# Forum > Gaming > Roleplaying Games > D&D 3e/3.5e/d20 >  Question on Deeppockets spell enhanced

## bookkeeping guy

So I was looking at the ad&D deeppockets spell. Its a really cool spell. If you were a wizard you'd really want that while your team mates have to slug it out and work hard as you are traveling. Well and then there's the work of bringing back all the loot of the stuff you all killed. 

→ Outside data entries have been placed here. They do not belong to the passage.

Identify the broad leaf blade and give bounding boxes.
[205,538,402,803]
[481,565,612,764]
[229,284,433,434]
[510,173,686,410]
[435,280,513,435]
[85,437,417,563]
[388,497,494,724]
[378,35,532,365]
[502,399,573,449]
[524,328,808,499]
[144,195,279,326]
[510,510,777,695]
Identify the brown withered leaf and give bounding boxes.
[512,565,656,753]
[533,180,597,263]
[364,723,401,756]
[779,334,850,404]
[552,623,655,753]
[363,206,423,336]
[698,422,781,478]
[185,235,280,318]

But my question is... OK, you have those feats they added in 3rd edition (I think?) where you could say I want to cast this spell as if its a level higher. (Or 2 levels). And if you did that what would you suggest for this in terms of 'enhancing a deep pockets' spell a level or 2 higher? 

Thank you.

----------


## Feantar

You could make it scale as in 20 pounds per level, max 100 (or double in case of the more expensive focus). Then, empower would make it 150 max or 300 max, I guess.

If you meant upcasting that's a 5th edition mechanic (and a pathfinder psychic spell one, I guess).

----------


## Venger

In addition to what's been mentioned, 3rd edition let you pick out and buy useful magic items instead of only getting random drops, so you'd probably just have a handy haversack, bag of holding, or belt of pockets or similar if you wanted a deeppockets-like effect. If you wanted a spell instead, you'd probably cast something like hoard gullet, which scales automatically with caster level instead of requiring feats or additional mechanics to boost the effective level.

----------


## bookkeeping guy

Thank you both.

----------